MiniMax-Remover – An AI-based video object removal method that achieves high-quality removal results

What is MiniMax-Remover?

MiniMax-Remover is a novel video object removal method designed to address common issues in existing technologies such as hallucinated objects, visual artifacts, and slow inference speed. It adopts a two-stage approach:

Stage 1 utilizes a simplified version of the DiT (Diffusion in Time) architecture by removing text inputs and cross-attention layers, resulting in a more lightweight and efficient model.
Stage 2 applies a minimax optimization strategy to distill the model, identifying adversarial noise and training it to generate high-quality results under these challenging conditions.

The method requires only 6 sampling steps and does not rely on classifier-free guidance (CFG), enabling state-of-the-art video object removal with significantly improved inference efficiency.

Key Features of MiniMax-Remover

Efficient Video Object Removal: Leveraging a two-stage design, the first stage uses a streamlined DiT architecture without text inputs or cross-attention, yielding a faster and leaner model. The second stage uses minimax optimization to distill the remover and enhance editing quality and inference speed.
Fast Inference: With only 6 sampling steps and no reliance on CFG, the method achieves cutting-edge video object removal performance while drastically improving speed.
High-Quality Removal Results: By using an internal maximization step to identify adversarial input noise and an external minimization step to train the model under these conditions, MiniMax-Remover avoids hallucinated objects and visual artifacts, ensuring robust and reliable performance.

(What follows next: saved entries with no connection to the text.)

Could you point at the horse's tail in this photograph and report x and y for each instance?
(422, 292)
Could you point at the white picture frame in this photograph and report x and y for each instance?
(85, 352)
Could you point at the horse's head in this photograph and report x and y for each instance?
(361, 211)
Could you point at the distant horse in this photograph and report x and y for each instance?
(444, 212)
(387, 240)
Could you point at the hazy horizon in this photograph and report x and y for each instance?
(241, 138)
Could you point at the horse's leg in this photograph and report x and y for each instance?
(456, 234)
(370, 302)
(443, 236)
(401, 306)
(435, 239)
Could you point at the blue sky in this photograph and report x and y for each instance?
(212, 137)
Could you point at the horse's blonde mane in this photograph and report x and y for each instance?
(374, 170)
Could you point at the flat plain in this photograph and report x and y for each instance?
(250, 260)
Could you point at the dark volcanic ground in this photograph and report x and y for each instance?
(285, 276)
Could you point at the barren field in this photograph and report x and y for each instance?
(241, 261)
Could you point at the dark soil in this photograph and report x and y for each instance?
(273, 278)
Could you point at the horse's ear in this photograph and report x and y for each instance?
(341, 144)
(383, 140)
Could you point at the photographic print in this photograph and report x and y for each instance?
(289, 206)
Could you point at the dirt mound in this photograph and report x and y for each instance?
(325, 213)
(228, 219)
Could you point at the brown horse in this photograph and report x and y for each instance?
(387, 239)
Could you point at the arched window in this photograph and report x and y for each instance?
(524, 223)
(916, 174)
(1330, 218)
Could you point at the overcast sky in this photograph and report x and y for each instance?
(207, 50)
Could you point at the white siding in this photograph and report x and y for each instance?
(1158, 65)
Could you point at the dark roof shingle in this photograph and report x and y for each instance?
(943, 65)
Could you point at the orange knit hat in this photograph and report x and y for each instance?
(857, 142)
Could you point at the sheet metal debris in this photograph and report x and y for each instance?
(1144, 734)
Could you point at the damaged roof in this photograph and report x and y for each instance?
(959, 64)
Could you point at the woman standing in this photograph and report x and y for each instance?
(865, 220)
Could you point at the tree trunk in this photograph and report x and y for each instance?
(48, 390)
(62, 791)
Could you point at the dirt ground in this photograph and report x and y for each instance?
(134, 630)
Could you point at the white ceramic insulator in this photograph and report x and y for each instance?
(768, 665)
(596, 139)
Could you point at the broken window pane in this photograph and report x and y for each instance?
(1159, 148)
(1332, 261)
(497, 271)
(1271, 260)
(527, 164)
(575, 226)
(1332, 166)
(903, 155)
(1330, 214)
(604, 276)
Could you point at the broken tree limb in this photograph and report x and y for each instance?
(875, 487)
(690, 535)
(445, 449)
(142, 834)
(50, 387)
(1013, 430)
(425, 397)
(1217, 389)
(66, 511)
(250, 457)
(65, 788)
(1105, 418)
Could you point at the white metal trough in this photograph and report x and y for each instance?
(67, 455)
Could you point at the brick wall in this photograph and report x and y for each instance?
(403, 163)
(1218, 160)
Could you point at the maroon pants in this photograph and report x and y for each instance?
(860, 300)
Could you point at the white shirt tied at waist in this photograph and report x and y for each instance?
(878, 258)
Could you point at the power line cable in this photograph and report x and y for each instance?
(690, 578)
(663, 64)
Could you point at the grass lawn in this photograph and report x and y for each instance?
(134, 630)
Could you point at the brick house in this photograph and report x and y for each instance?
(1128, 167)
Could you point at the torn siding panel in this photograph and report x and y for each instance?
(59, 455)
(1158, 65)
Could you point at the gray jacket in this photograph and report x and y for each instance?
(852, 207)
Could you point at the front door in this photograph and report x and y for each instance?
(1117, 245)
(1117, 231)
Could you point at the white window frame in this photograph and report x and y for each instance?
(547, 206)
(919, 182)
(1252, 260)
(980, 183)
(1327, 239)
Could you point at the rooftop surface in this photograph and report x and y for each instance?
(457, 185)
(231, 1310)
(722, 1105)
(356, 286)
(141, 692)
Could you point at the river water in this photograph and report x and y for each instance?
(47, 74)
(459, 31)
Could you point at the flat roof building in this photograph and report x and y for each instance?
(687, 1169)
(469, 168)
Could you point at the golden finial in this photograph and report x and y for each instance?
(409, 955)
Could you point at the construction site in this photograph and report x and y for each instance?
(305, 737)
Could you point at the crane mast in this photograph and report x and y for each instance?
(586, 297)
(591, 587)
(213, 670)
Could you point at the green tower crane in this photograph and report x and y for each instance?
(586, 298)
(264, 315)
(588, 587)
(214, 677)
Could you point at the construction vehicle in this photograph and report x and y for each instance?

Technical Principles of MiniMax-Remover

Stage 1: Model Architecture Optimization
MiniMax-Remover first adopts a simplified DiT (Diffusion in Time) architecture, removing text inputs and cross-attention layers to create a more lightweight and efficient model. The goal is to reduce model complexity and boost inference speed while maintaining core video object removal capabilities.
Stage 2: Minimax Optimization
Building on the first stage, the model is further distilled using a minimax optimization strategy to improve editing quality and inference speed. This involves:
- Internal Maximization: Identifying adversarial input noise (“bad noise”) that may cause removal failures. These noises simulate worst-case scenarios to help the model learn to handle such challenges.
- External Minimization: Training the model to generate high-quality results even under these adversarial conditions. This allows the model to maintain strong performance in worst-case scenarios.

Project Website

Official Website: https://minimax-remover.github.io/

Application Scenarios of MiniMax-Remover

Film and TV Post-production: In the post-production of movies, TV shows, and commercials, MiniMax-Remover can quickly and reliably remove unwanted elements such as misplaced props, extra actors, or logos—greatly reducing time and cost.
Video Content Creation: For content creators, MiniMax-Remover helps remove distracting elements (e.g., background people, billboards), resulting in cleaner, more professional videos and enhanced viewer experience.
Video Restoration and Enhancement: In the restoration of old or damaged videos, the tool can remove defects or blemishes, improving clarity and completeness.
Visual Effects Production: As a preprocessing tool in VFX workflows, MiniMax-Remover can clear original elements from footage, providing a clean canvas for adding new visual effects.